Wednesday, December 8, 2004 - 12:30pm to 2:00pm

Mississippi Room, Coffman Memorial Union


We now recognize that stem cells not only show the ability to develop into different cells and repair the body throughout life, but can also be isolated and used later in life for therapeutic purpose. The attendant ethical debates include: (a) when does human personhood begin; (b) is it more ethical to use embryonic stem cells that have already been isolated and what should we do if those prove insufficient for future research and therapies; (c) should stem cell research be done in the private or public sector and with what federal funding; (d) when is it ethical to try novel therapies on humans in the face of imperfect knowledge; (e) can biological material be owned and patented; (f) how can stem cell therapies be made affordable?

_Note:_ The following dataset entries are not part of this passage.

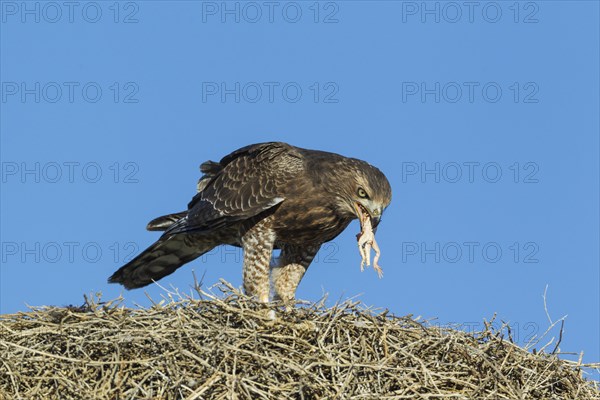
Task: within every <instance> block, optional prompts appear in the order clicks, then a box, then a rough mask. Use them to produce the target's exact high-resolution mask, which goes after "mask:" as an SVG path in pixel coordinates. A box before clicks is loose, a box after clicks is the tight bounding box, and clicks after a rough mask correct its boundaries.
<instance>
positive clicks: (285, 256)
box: [271, 245, 320, 307]
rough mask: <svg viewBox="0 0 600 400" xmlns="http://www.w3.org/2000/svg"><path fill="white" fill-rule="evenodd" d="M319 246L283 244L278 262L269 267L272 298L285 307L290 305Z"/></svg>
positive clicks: (317, 245) (315, 253)
mask: <svg viewBox="0 0 600 400" xmlns="http://www.w3.org/2000/svg"><path fill="white" fill-rule="evenodd" d="M319 247H320V245H313V246H291V245H286V246H283V248H282V250H281V257H280V258H279V260H278V261H279V262H278V264H277V265H275V266H273V267H272V268H271V281H272V282H273V289H274V292H275V296H274V300H280V301H283V302H285V303H286V306H287V307H289V306H290V305H292V303H293V301H294V298H295V295H296V288H297V287H298V285H299V284H300V281H301V280H302V277H304V274H305V273H306V270H307V269H308V266H309V265H310V263H311V262H312V260H313V258H315V255H316V254H317V252H318V251H319Z"/></svg>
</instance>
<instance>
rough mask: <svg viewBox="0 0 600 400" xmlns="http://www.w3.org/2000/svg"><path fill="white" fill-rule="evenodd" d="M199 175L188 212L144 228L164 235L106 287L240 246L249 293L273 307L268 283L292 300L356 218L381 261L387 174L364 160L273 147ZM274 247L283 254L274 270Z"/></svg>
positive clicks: (152, 224)
mask: <svg viewBox="0 0 600 400" xmlns="http://www.w3.org/2000/svg"><path fill="white" fill-rule="evenodd" d="M200 170H201V172H202V173H203V174H204V175H203V176H202V178H201V179H200V181H199V182H198V193H197V194H196V195H195V196H194V197H193V199H192V200H191V201H190V203H189V204H188V209H187V211H183V212H179V213H175V214H169V215H165V216H162V217H159V218H156V219H154V220H152V221H151V222H150V223H149V224H148V226H147V229H148V230H151V231H164V233H163V235H162V236H161V237H160V239H158V241H156V242H155V243H154V244H153V245H151V246H150V247H149V248H147V249H146V250H144V252H142V253H141V254H140V255H138V256H137V257H135V258H134V259H133V260H131V261H130V262H129V263H128V264H126V265H124V266H123V267H121V268H120V269H119V270H117V271H116V272H115V273H114V274H113V275H112V276H111V277H110V278H109V282H111V283H120V284H122V285H124V286H125V288H127V289H133V288H139V287H142V286H146V285H148V284H150V283H152V282H153V281H157V280H159V279H161V278H163V277H165V276H166V275H169V274H171V273H173V272H174V271H175V270H176V269H177V268H179V267H181V266H182V265H184V264H186V263H188V262H190V261H192V260H194V259H195V258H198V257H200V256H201V255H202V254H204V253H206V252H208V251H210V250H211V249H213V248H214V247H215V246H218V245H222V244H228V245H233V246H239V247H242V248H243V253H244V257H243V260H244V261H243V287H244V291H245V292H246V294H247V295H249V296H254V297H256V298H257V299H258V300H259V301H262V302H268V301H269V296H270V293H271V282H272V286H273V287H272V289H273V292H274V300H282V301H292V300H293V299H294V296H295V292H296V288H297V286H298V284H299V283H300V280H301V279H302V277H303V276H304V273H305V272H306V269H307V268H308V266H309V265H310V263H311V261H312V260H313V258H314V257H315V255H316V254H317V251H318V250H319V247H320V246H321V245H322V244H323V243H325V242H328V241H330V240H332V239H333V238H335V237H336V236H337V235H339V234H340V233H341V232H342V231H343V230H344V229H345V228H346V227H347V226H348V224H349V223H350V222H351V221H352V220H353V219H356V218H358V219H359V220H360V222H361V228H363V229H362V231H363V232H362V236H363V237H362V238H361V234H359V235H358V239H359V247H362V248H361V254H363V253H364V249H365V247H367V246H368V249H370V246H371V245H372V246H373V248H374V249H375V250H376V252H377V254H378V248H377V245H376V243H375V242H374V241H373V237H372V235H373V232H372V231H370V230H371V228H373V229H374V228H376V226H377V224H378V223H379V221H380V219H381V215H382V213H383V211H384V209H385V208H386V207H387V206H388V205H389V204H390V201H391V197H392V191H391V187H390V184H389V182H388V180H387V179H386V177H385V175H384V174H383V173H382V172H381V171H380V170H379V169H377V168H375V167H374V166H372V165H370V164H368V163H366V162H364V161H361V160H358V159H355V158H348V157H343V156H341V155H338V154H335V153H328V152H324V151H317V150H308V149H302V148H299V147H294V146H291V145H289V144H286V143H282V142H270V143H259V144H253V145H250V146H246V147H243V148H241V149H239V150H236V151H234V152H233V153H231V154H229V155H227V156H225V157H224V158H223V159H221V161H219V162H214V161H207V162H205V163H203V164H202V165H201V166H200ZM365 230H367V231H370V232H365ZM273 249H281V254H280V257H279V259H278V261H277V263H275V264H271V253H272V250H273ZM377 258H378V257H377V256H376V258H375V263H374V267H376V268H378V266H377V262H376V261H377ZM363 260H364V255H363ZM367 265H368V262H367ZM361 268H362V265H361ZM378 272H379V270H378Z"/></svg>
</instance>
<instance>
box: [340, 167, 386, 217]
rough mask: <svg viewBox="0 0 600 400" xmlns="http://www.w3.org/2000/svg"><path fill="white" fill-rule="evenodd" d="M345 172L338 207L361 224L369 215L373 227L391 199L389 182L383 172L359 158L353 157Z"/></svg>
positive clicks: (343, 174) (384, 209) (342, 183)
mask: <svg viewBox="0 0 600 400" xmlns="http://www.w3.org/2000/svg"><path fill="white" fill-rule="evenodd" d="M346 172H347V174H343V175H344V176H343V177H342V179H343V182H342V186H343V187H344V190H343V194H342V198H341V199H340V200H341V201H340V203H339V205H340V207H341V208H342V209H343V211H344V212H345V213H346V214H348V215H349V216H351V217H352V218H358V219H359V221H360V223H361V225H362V224H363V222H364V221H365V220H366V219H367V218H369V217H370V218H371V224H372V226H373V228H375V227H376V226H377V225H378V224H379V221H380V220H381V215H382V214H383V211H384V210H385V209H386V207H387V206H388V205H389V204H390V202H391V201H392V188H391V186H390V183H389V182H388V180H387V178H386V177H385V175H384V174H383V172H381V171H380V170H379V169H377V168H375V167H374V166H372V165H370V164H368V163H366V162H364V161H361V160H354V159H353V162H352V163H351V165H350V168H349V170H348V171H346ZM350 214H351V215H350Z"/></svg>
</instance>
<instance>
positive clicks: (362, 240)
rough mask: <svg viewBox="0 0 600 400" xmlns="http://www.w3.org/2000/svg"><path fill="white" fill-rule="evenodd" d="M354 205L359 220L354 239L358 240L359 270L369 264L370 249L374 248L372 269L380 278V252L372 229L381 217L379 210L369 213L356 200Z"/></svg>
mask: <svg viewBox="0 0 600 400" xmlns="http://www.w3.org/2000/svg"><path fill="white" fill-rule="evenodd" d="M354 207H355V209H356V215H357V216H358V220H359V221H360V233H358V234H357V235H356V239H357V241H358V251H359V252H360V256H361V258H362V260H361V263H360V270H361V271H364V267H365V264H366V265H367V266H370V265H371V249H373V250H375V258H374V259H373V269H374V270H375V271H376V272H377V275H378V276H379V278H382V277H383V270H382V269H381V266H379V264H378V261H379V256H380V255H381V252H380V250H379V246H378V245H377V242H376V241H375V231H374V229H375V228H376V227H377V225H378V224H379V221H380V219H381V211H380V210H375V211H374V212H372V213H370V212H369V211H368V210H367V208H365V207H364V206H363V205H362V204H360V203H358V202H356V203H354ZM371 214H375V215H371Z"/></svg>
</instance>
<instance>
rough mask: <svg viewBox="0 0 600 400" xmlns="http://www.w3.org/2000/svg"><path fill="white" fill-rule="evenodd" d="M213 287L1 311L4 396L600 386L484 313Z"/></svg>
mask: <svg viewBox="0 0 600 400" xmlns="http://www.w3.org/2000/svg"><path fill="white" fill-rule="evenodd" d="M217 287H218V289H220V291H221V292H222V293H219V294H218V295H214V294H212V292H211V293H208V292H204V291H202V290H200V289H199V288H198V293H199V294H200V299H194V298H190V297H188V296H179V297H177V296H172V294H173V293H169V294H168V295H166V296H165V299H163V300H162V301H161V302H159V303H155V304H154V305H153V306H152V307H149V308H138V309H129V308H126V307H123V306H120V305H119V303H120V300H119V299H117V300H116V301H111V302H106V303H102V302H100V301H99V298H86V303H85V304H84V305H83V306H81V307H72V306H69V307H40V308H34V309H32V310H31V311H29V312H21V313H17V314H12V315H1V316H0V354H1V357H0V399H3V400H4V399H287V398H291V399H346V398H348V399H350V398H352V399H450V398H451V399H494V400H495V399H578V400H587V399H600V387H599V385H598V382H596V381H593V380H587V379H585V378H584V377H583V376H582V375H583V372H582V371H583V370H584V369H586V368H598V367H599V366H600V365H598V364H595V365H587V366H586V365H582V364H581V363H576V362H572V361H567V360H562V359H559V358H558V357H557V356H556V355H553V354H546V353H544V352H537V353H536V354H534V353H532V352H529V351H527V350H525V349H523V348H521V347H519V346H517V345H516V344H514V343H513V342H512V341H511V340H510V338H507V337H506V336H507V335H506V329H500V330H498V329H493V328H492V327H491V324H486V327H485V330H483V331H481V332H476V333H466V332H463V331H460V330H455V329H451V328H449V327H445V328H444V327H442V328H440V327H433V326H429V324H427V323H422V322H417V321H415V320H414V319H413V318H412V317H411V316H408V317H396V316H392V315H389V314H388V313H387V312H386V311H383V312H380V311H374V310H372V309H369V308H366V307H365V306H363V305H362V304H361V303H359V302H356V301H352V300H348V301H346V302H344V303H339V304H337V305H335V306H333V307H326V306H324V304H323V303H324V301H321V302H319V303H315V304H310V305H302V306H297V307H296V308H293V309H289V310H284V309H283V307H282V306H281V305H277V304H269V305H265V304H261V303H257V302H255V301H253V300H252V299H250V298H248V297H246V296H244V295H243V294H242V293H241V292H239V291H238V290H236V289H235V288H233V287H232V286H231V285H229V284H227V283H226V282H222V283H221V284H219V285H218V286H217ZM213 292H214V291H213ZM194 297H196V296H194ZM270 310H276V318H275V319H274V320H273V319H271V318H270V317H269V311H270Z"/></svg>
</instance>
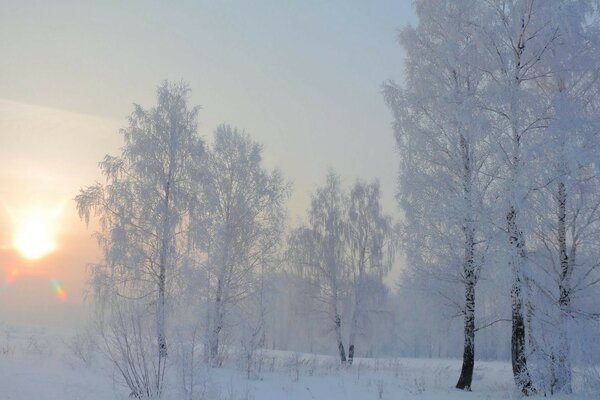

Prof. Snyder argued that better knowledge of fundamental biology will help resolve some of these issues. Biology itself may define common ground where divergent views on these issues can meet to reach consensus. 

Commentators: 

Prof. Paul Tuite, MD
Parkinson's Disease and Movement Disorders Clinic, University of Minnesota

Prof. Jeffrey Kahn, PhD, MPH
Center for Bioethics, University of Minnesota

 

 

Evan Snyder, MD, PhD, is Professor and Director of the Program in Development & Regenrative Cell Biology (the Stem Cell Program) at the Burnham Institute, coordinator of the Southern California Stem Cell Consortium, a faculty member in the Department of Pediatrics, and Director of the Basic Science Program in Neonatology at the University of California, San Diego. His research focuses on stem cell biology (including human), neurobiology, animal models of disease states, and transplantation. Dr. Snyder is also board certified in pediatrics, neurology (with special competence in children), and neonatology (newborn intensive care) having completed his clinical post-graduate training at Harvard Medical School and Children's Hospital-Boston. He continues to be clinically active in all these disciplines. He received PhD in neurobiology at the University of Pennsylvania and completed a postdoctoral fellowship in the Dept. of Genetics at Harvard Medical School.